Através de uma discordante e democrática multidão de vozes, ideologicamente distintas, que constituem uma nação, The Sweet East (A Doce Costa Leste, 2023), primeira longa-metragem de Williams, é o resultado de um emaranhar de ideias desorganizadas, e histérico-esganiçadas que querem ser revolucionárias. É raro ver-se um director de fotografia a triunfar enquanto realizador, e Williams é, neste momento, sinónimo do universo arthouse tão aninhado quanto internacional (e mais “distribuível” do que se imagina) do cinema independente americano. As suas imagens são reconhecíveis a qualquer espectador que se sinta atraído pela bolha disruptiva do cinema de Alex Ross Perry, irmãos Safdie, Joe Swanberg, Robert Greene, Nathan Silver, entre outros. A sua estreia no Festival de Cannes o ano passado confirmou um desejo por filmes desafiadores destes, tendo o filme sido elevado ao patamar de sucesso de culto moderno não só pela internet fora, mas pela crítica também. Ainda que a grande surpresa do ano tenha sido provavelmente Riddle of Fire (2023), aventura épica de três crianças de Weston Razooli, que relembra a sensibilidade de Harmony Korine se este tivesse realizado os The Goonies (Os Goonies, 1985) – decididamente, um dos momentos cinéfilos mais vibrantes de 2023, durante o LEFFEST, The Sweet East complementa Razooli com um filme excessivamente agudo, capaz de deixar um sabor a alcaçuz salgado nos lábios de que ninguém se esquece.

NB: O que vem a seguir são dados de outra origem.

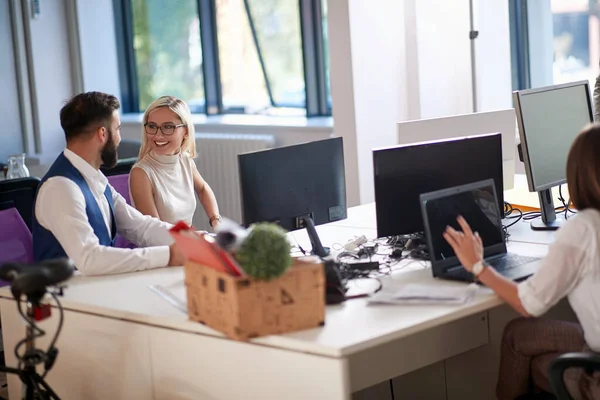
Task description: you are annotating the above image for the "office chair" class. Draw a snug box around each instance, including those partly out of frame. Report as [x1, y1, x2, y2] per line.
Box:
[0, 177, 40, 231]
[100, 157, 137, 177]
[106, 174, 136, 249]
[117, 139, 141, 159]
[0, 208, 34, 271]
[549, 352, 600, 399]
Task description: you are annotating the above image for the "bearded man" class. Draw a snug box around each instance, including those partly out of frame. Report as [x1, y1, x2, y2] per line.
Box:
[32, 92, 184, 275]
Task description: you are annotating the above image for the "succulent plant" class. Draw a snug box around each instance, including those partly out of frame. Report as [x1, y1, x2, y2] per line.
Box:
[234, 223, 292, 280]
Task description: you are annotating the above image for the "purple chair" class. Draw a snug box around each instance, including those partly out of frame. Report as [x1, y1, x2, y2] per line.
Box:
[0, 208, 34, 287]
[108, 174, 131, 204]
[107, 174, 136, 249]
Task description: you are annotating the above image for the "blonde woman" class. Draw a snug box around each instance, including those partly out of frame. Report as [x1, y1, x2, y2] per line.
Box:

Desde esse momento na Quinzena dos Realizadores, The Sweet East andou em tour, pelos EUA primeiro e nos últimos meses pela Europa. Pinkerton e Williams foram a todo o lado. Cinemas comerciais, independentes ou espaços comunitários. Como dizia Pinkerton a K. Austin Collins para a Reverse Shot, “we’re gonna tour this like Black Flag”. Nunca nada fez mais sentido. Eis a celebração do cinema-playground da provocação, símbolo de resistência, que confunde obsessão com rigor, deixando a memória ser a de uma experiência espinhosa (talvez porque sempre muito consciente de si mesmo) que o espectador não tem como digerir. Basta que por ele passemos.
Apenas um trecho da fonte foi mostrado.